Linux strace Tutorial: See What Your Process Is Really Doing

Intermediate 9 min read

What you'll learn

✓What strace shows and how it gets the data
✓The essential flags you will use daily
✓How to filter to the syscalls that matter
✓Patterns for hangs, slowness, and missing files
✓When strace is the wrong tool

Prerequisites

•Comfortable on a Linux shell

When a program misbehaves and the logs say nothing, strace is often the fastest way to figure out what is actually happening. It records every system call a process makes — every file opened, every byte read, every network connection attempted — and prints them in real time.

What and Why

User-space programs cannot do much on their own. To open a file, talk to the network, allocate memory beyond a certain point, or even check the time precisely, they must ask the kernel through a system call. strace uses the kernel’s ptrace interface to intercept those calls and show you arguments, return values, and timing.

This is invaluable when a process is silent. A web server returning 500s with no log, a script that “just hangs,” or a binary that exits zero but did nothing — strace tells you what it really tried to do.

Mental Model

Picture a wall between your program and the kernel. Every interesting thing the program does — read, write, connect, openat, futex, mmap — crosses that wall. strace stands at the wall and writes down each crossing.

Output looks like this:

openat(AT_FDCWD, "/etc/passwd", O_RDONLY) = 3
read(3, "root:x:0:0:root:/root:/bin/bash\n"..., 4096) = 2487
close(3) = 0

Three columns: the call, the arguments, and the return value (or error).
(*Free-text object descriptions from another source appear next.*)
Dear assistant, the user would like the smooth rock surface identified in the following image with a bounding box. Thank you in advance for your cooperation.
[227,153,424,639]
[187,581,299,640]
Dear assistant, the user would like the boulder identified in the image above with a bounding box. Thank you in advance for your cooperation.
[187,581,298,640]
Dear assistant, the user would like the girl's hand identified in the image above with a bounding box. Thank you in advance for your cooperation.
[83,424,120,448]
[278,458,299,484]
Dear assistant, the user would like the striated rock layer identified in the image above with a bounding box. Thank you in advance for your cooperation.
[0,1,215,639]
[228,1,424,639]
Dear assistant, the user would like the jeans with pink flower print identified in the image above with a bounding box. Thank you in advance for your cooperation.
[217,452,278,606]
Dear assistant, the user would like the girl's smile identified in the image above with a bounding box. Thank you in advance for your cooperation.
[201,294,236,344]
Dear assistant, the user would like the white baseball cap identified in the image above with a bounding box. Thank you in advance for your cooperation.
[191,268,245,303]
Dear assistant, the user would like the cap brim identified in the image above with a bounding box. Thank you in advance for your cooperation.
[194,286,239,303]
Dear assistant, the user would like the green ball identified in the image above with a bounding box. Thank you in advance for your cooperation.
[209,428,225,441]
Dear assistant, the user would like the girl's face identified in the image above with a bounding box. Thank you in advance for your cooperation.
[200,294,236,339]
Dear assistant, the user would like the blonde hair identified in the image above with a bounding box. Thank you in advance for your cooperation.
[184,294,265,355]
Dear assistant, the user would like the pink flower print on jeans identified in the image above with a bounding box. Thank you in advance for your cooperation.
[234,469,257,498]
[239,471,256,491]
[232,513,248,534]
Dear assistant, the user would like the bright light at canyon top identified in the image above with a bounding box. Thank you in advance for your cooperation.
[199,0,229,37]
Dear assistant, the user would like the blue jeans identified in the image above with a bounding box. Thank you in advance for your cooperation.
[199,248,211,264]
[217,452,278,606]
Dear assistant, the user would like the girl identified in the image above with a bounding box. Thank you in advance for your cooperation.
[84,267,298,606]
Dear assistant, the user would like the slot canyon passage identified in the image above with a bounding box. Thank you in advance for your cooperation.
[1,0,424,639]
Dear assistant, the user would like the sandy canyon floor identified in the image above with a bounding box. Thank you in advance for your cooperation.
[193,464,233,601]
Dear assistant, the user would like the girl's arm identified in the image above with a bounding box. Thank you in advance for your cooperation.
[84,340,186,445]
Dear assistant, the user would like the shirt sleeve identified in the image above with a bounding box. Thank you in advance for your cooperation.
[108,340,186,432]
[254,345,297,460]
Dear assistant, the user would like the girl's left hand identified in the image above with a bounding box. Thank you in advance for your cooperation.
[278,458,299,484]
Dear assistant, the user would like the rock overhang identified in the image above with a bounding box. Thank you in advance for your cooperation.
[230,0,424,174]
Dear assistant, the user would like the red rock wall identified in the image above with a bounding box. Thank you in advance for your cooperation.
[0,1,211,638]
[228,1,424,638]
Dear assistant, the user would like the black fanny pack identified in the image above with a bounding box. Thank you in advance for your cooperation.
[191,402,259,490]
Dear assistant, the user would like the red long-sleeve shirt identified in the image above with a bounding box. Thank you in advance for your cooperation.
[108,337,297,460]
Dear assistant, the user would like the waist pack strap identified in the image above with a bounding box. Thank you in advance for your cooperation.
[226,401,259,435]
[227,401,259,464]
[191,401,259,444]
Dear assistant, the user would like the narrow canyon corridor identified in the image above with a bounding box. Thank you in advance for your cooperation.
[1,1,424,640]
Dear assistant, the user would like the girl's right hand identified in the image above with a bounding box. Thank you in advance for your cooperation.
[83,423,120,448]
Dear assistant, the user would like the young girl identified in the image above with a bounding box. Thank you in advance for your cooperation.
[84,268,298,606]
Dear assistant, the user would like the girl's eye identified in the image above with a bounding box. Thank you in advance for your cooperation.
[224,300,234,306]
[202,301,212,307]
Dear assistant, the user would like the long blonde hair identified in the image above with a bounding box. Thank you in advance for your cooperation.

Errors show as -1 ENOENT (No such file or directory).

Hands-on Example

Trace a fresh process:

strace -f -e trace=openat,read,connect curl https://example.com

-f follows children (curl forks for DNS). -e trace=... filters to syscalls you care about.

Attach to a running process:

strace -p 12345 -f -tt -T

-tt adds timestamps, -T shows time spent in each call. To get a summary instead of the firehose:

strace -c -p 12345
# press Ctrl-C after a while

You get a table of syscall counts and total time per call.

Find a missing file:
strace -f -e openat prog 2>&1 | grep ENOENT

Find what a hung process is waiting on:
strace -p <pid>
-> stuck in read(3, ...) ? Inspect FD 3:
   ls -l /proc/<pid>/fd/3

Summarize where time goes:
strace -c -p <pid>
-> sort calls by total_time

Trace network activity only:
strace -e trace=network -f prog

Save output to file:
strace -f -o trace.log prog

Common strace recipes

A real example: a CLI tool fails with “permission denied” but you cannot tell on which file. strace -e openat tool 2>&1 | grep EACCES shows the exact path the kernel refused.

Common Pitfalls

Massive slowdown. strace adds significant overhead, sometimes 10x or more, because every syscall causes context switches in and out of the tracer. Do not strace a busy production process without thinking. Use -c for a sampled summary or reach for bpftrace/perf instead.

Forgetting -f. Without it, you only see the parent. Most shell pipelines and language runtimes fork constantly, so you will miss everything important.

Drowning in output. Plain strace on a Python or Node process is a wall of futex and mmap. Always filter with -e trace= to the family you suspect: file, network, process, signal, or specific calls.

Misreading “hanging.” If strace stops printing, the process is blocked in a syscall, not stuck in a Python loop. The last line tells you exactly which syscall — usually read, poll, epoll_wait, or futex. Check /proc/<pid>/fd to see what those FDs point to.

Trying to strace inside a stripped-down container. The container may lack ptrace capability. Run with --cap-add=SYS_PTRACE or, on Kubernetes, use an ephemeral debug container.

Practical Tips

Pair strace with /proc/<pid>/. The file descriptor numbers in the output are meaningless without context. ls -l /proc/<pid>/fd/ turns FD 7 into the actual socket or file path.

When debugging slowness, use -T -ttt. -T shows seconds spent in each call; -ttt gives absolute microsecond timestamps. Sort by -T to find the slow calls.

For repeated debugging of the same program, save with -o trace.log and grep later. A 100MB trace is easier to grep than to watch scroll by.

Use strace -e trace=%file (a syscall group) instead of listing every file-related call. Groups include %file, %network, %process, %signal, %memory. They survive across kernel versions adding new syscalls.

For production-grade visibility without the overhead, learn bpftrace next. strace teaches you the syscall vocabulary; bpftrace lets you ask the same questions without stopping the world.

Wrap-up

strace is a microscope for the boundary between your process and the kernel. The first time it tells you exactly which file your program failed to open, or that the process is waiting on a socket nobody is writing to, you stop guessing and start fixing. Learn -f, -e trace=, -c, and -p, and you will reach for strace before you reach for a debugger more often than you expect.